Senate looking for DevOps support

If the notice yields "suitable responses," SAA says they'll post a solicitation in the fourth quarter of fiscal year 2019.
Senate corridor, Capitol Building, hallway, Congress
A Senate corridor in the U.S. Capitol Building. (Getty Images)

The U.S. Senate is looking for a potential DevOps contractor to provide outsourced engineering and operations support.

The Office of the Sergeant at Arms posted a sources sought notice to FedBizOpps on Monday in an attempt to build a “bidders list” for this requirement. The ideal respondent would be able to provide engineering services for the Senate’s Red Hat OpenShift application platform, maintain and update the environment and provide support services.

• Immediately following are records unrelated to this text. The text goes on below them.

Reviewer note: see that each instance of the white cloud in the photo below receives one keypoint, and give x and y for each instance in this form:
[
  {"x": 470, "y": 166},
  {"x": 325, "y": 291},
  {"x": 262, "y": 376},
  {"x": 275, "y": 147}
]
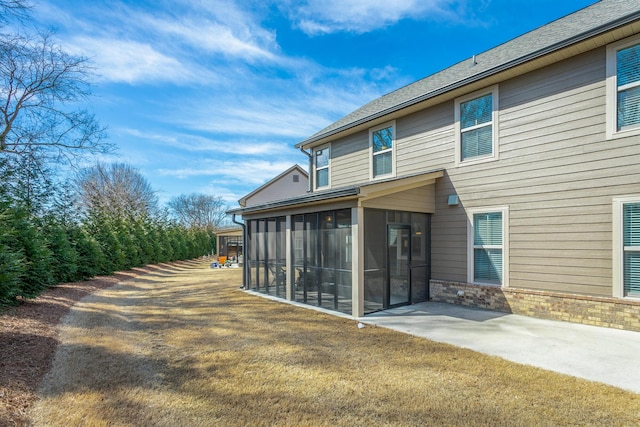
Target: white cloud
[
  {"x": 197, "y": 144},
  {"x": 252, "y": 172},
  {"x": 134, "y": 45},
  {"x": 316, "y": 17},
  {"x": 129, "y": 61}
]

Based on responses to the market survey, the Senate Sergeant at Arms intends to invite qualified contractors to submit proposals. If the notice yields “suitable responses,” it will post a solicitation in the fourth quarter of fiscal 2019.

DevOps, the process of integrating an organization’s engineering (Dev) and operations (Ops) teams in order to approach engineering processes in an agile and iterative manner, is a popular buzzword both inside government and out. It’s generally considered a best practice for federal IT modernization. But what it actually means is a matter of some contention — even people in charge of working with this popular practice tend to provide definitions that highlight differing aspects of it.


Responses to the Senate’s notice are due by May 28.